Journal of Personality
Volume 82, Issue 3, pages 237–249, June 2014
How to Cite
Marks, M. J., Trafimow, D. and Rice, S. C. (2014), Attachment-Related Individual Differences in the Consistency of Relationship Behavior Interpretation. Journal of Personality, 82: 237–249. doi: 10.1111/jopy.12048
- Issue published online: 28 APR 2014
- Article first published online: 5 AUG 2013
- Accepted manuscript online: 11 JUN 2013 06:12AM EST
The consistency with which people interpret relationship-based information has important implications for attachment theory and research. Our objective is to determine whether there are attachment-related individual differences in the manner and the consistency with which individuals interpret hypothetical relationship behaviors. In two studies (N = 629, 79% female, 63% American, Mage = 29; N = 820, 78% female, 65% American, Mage = 29), we assessed participants' ability and consistency in relationship behavior interpretation across two blocks and estimated how they would have performed had they interpreted information perfectly consistently.
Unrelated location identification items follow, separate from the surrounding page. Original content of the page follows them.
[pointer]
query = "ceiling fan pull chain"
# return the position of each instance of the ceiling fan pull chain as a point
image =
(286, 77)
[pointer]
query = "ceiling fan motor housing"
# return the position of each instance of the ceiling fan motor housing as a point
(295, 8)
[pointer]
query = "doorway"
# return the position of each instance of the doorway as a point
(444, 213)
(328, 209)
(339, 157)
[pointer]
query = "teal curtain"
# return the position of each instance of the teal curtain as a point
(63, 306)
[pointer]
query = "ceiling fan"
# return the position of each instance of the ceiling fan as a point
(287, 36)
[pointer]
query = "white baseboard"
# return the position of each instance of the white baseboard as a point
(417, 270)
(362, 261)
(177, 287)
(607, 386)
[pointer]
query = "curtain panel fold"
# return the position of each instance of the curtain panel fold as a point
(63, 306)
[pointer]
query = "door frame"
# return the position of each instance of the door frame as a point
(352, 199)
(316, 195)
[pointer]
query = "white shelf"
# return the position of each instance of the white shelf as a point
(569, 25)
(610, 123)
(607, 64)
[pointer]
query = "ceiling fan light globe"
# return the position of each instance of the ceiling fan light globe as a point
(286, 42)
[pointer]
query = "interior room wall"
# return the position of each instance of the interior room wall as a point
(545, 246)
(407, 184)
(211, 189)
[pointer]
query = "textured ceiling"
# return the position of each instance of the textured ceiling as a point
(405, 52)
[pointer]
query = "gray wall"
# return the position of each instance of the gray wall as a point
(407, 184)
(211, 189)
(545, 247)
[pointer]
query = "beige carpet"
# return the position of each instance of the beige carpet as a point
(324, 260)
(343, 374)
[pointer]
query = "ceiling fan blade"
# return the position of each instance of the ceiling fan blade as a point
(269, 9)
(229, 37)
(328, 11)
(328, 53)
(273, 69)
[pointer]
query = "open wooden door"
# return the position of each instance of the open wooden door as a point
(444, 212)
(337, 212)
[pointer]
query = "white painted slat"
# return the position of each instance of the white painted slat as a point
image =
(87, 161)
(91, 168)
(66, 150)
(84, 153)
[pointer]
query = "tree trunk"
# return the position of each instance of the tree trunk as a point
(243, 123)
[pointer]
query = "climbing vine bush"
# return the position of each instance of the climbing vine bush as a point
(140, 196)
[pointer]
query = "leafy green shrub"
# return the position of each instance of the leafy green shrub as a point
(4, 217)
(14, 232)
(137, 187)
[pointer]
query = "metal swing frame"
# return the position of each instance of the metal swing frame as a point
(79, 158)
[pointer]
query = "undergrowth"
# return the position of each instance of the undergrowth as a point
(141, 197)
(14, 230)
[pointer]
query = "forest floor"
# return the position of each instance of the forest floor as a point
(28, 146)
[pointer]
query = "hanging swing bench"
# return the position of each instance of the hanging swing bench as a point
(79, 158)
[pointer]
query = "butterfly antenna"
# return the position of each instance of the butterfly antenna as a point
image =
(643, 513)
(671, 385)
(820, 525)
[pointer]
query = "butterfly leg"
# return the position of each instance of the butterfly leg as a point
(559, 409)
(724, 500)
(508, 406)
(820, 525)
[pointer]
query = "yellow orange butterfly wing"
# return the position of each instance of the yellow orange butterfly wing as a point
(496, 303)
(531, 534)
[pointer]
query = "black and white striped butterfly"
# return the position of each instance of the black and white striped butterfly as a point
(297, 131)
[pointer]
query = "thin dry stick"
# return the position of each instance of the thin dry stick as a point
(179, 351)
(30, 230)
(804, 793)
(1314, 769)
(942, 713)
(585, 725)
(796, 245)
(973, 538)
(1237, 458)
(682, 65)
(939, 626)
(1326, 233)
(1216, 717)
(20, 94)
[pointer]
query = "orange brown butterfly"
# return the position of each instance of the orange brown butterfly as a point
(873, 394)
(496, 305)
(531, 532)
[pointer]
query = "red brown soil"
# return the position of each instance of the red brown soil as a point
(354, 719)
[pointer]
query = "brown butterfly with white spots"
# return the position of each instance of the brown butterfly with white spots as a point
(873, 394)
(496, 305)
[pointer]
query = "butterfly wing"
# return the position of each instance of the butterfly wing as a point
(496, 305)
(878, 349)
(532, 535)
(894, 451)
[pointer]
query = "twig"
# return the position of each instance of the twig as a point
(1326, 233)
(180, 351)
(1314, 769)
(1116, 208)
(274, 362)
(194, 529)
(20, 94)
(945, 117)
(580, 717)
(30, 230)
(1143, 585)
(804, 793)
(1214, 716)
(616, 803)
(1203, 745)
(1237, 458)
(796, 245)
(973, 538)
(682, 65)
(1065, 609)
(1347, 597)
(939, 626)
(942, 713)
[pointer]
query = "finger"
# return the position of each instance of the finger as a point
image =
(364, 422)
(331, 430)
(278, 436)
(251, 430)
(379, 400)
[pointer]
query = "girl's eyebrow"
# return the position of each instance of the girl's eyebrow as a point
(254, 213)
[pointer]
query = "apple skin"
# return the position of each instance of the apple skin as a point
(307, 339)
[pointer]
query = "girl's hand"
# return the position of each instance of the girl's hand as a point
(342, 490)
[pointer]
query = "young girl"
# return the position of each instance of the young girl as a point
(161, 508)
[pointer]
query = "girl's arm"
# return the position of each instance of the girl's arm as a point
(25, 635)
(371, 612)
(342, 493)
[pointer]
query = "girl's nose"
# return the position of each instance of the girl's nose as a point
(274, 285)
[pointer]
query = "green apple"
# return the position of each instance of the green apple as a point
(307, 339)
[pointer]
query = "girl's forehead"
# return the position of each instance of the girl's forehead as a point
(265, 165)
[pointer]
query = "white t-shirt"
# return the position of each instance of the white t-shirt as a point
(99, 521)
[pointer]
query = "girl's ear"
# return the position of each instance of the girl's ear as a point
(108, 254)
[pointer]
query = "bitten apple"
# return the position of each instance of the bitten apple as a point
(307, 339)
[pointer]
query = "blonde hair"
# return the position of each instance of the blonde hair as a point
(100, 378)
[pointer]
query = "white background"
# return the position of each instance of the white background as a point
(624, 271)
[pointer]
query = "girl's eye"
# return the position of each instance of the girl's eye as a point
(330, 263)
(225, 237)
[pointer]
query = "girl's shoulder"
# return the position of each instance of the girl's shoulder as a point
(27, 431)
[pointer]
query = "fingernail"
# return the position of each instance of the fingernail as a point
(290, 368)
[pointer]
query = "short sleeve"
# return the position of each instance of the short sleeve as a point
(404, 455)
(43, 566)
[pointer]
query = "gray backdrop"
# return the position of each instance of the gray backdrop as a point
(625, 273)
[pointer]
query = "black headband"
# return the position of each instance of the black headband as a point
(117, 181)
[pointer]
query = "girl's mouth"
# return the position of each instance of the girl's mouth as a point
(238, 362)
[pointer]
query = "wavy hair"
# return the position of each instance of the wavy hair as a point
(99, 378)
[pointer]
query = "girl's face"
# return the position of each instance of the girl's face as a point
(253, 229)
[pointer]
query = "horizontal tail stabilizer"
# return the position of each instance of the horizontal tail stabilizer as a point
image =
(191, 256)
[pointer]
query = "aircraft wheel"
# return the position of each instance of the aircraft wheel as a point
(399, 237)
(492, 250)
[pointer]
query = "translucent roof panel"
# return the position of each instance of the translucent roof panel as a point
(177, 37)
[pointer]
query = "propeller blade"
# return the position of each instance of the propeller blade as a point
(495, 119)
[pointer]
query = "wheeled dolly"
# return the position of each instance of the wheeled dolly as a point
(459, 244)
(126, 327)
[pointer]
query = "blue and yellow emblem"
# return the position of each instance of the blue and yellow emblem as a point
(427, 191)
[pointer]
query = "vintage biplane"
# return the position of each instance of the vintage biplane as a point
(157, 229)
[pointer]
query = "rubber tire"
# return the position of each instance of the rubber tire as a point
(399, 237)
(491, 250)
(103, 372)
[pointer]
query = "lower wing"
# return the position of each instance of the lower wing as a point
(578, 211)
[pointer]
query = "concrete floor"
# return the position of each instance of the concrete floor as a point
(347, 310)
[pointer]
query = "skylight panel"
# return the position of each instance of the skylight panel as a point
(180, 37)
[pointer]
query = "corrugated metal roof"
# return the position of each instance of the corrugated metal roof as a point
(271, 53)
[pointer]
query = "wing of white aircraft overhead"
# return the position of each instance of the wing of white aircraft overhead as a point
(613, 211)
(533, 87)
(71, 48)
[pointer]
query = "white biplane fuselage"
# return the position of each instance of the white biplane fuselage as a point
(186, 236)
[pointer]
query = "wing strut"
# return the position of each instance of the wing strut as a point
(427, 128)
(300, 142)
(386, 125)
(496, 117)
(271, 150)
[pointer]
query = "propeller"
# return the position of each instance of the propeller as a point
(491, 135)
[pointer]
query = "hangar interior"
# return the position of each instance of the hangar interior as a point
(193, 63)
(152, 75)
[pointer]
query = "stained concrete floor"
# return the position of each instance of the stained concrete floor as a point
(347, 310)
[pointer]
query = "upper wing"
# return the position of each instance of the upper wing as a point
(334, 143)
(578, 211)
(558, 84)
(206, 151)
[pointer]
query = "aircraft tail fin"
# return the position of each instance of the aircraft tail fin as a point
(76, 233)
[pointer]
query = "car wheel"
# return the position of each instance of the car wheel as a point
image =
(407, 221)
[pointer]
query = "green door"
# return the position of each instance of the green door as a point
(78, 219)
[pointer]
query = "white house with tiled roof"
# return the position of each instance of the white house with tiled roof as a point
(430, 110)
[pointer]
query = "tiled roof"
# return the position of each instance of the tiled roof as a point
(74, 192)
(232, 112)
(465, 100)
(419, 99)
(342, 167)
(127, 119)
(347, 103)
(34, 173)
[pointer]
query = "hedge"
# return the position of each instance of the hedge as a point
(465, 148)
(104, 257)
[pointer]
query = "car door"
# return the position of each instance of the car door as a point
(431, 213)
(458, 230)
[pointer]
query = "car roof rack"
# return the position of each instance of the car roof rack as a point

Secure participants were generally more consistent in their interpretations relative to insecure participants. Estimates of perfectly consistent interpretation revealed that improvements to both systematic factors related to behavior interpretation (e.g., working models) and consistency would have led to a more secure interpretation style for participants of all attachment styles. Results imply that both secure and insecure individuals process relationship-based information according to secure scripts, but insecure individuals do so inconsistently. Our results imply that, due to the inconsistent behavioral responses that may occur as a result of inconsistent information processing, the consistency with which people process relationship-related information will be related to relationship satisfaction. Further directions for future research are discussed.